In 2002, Wipper created the NAACP's Environmental Justice Legal Program to address her environmental concerns in the United States. Through the program, she challenges the kinds of laws that make some American communities more vulnerable to environmental hazards than others. In particular, she wages legal fights against zoning laws and other regulations that segregate neighborhoods from the economic and social pulse of their broader communities with man-made barriers, such as railroad tracks and highways. Those practices can isolate neighborhoods and in some cases make it easier to impose environmental hazards on them.
What do you hope the Environmental Justice Legal Program will accomplish?
Wipper: Whether it's by establishing legal precedent, a legislative enactment, or even prioritizing environmental justice on the civil rights agenda, my goal is to develop and provide real solutions for affected communities.
One of your inspirations is the legal team that put together the NAACP's case in Brown v. Board of Education. Why is that?
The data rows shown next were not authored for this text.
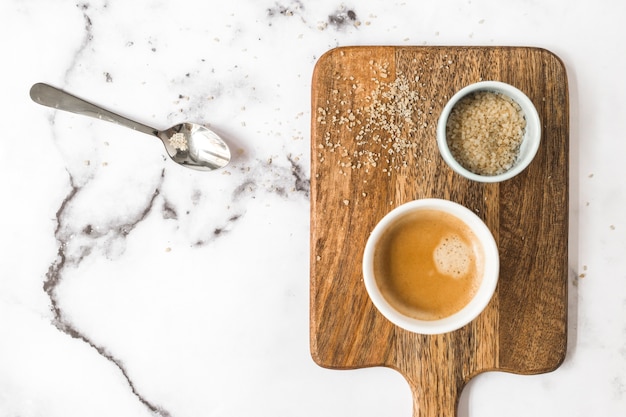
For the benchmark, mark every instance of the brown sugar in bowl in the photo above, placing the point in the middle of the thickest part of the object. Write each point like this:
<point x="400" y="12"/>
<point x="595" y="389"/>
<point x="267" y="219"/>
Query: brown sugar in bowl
<point x="489" y="131"/>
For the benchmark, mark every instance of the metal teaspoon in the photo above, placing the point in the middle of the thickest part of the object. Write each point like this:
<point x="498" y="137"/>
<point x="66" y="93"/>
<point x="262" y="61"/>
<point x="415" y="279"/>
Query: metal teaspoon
<point x="188" y="144"/>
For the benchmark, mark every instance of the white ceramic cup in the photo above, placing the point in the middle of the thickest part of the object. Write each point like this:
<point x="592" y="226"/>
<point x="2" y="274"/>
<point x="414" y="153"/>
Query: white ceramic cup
<point x="530" y="141"/>
<point x="485" y="290"/>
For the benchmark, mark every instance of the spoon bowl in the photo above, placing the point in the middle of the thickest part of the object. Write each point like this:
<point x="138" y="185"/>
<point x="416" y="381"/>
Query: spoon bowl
<point x="188" y="144"/>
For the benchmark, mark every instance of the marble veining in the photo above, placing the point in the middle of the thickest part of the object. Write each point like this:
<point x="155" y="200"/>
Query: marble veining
<point x="132" y="286"/>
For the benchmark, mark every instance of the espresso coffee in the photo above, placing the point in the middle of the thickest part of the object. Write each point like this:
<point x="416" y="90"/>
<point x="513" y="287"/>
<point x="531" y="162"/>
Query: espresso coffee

Wipper: In the context of environmental justice, the Brown team's legal strategy is a valuable lesson. It took over 30 years for the Brown team to implement a legal strategy aimed at bringing—and winning—a succession of landmark cases designed to lay bare the inherent inequality of "separate but equal" before securing the Brown victory in 1954. A similar legal strategy is appropriate for environmental justice when most courts today refuse to recognize environmental injustice as a viable civil rights claim.
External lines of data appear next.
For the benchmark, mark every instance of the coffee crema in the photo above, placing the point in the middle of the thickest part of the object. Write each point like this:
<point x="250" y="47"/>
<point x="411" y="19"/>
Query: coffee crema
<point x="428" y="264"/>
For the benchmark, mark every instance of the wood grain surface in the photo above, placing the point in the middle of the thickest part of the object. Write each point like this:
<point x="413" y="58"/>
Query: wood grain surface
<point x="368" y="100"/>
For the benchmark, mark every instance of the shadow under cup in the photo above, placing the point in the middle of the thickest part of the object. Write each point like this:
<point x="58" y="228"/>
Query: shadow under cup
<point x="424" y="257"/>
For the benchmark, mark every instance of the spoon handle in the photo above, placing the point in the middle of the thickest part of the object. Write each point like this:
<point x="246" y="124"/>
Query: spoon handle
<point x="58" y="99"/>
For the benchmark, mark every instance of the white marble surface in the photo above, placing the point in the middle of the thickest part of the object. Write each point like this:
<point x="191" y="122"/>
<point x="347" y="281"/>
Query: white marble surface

Knowing the reality of the communities living with environmental injustice, the Brown team inspires me to believe that a well-crafted legal strategy can change this reality. Even if it takes a long succession of cases to convince courts to recognize a reality they once ignored, the possibility of securing a landmark victory that would guarantee environmental justice for every community in America makes it well worth it.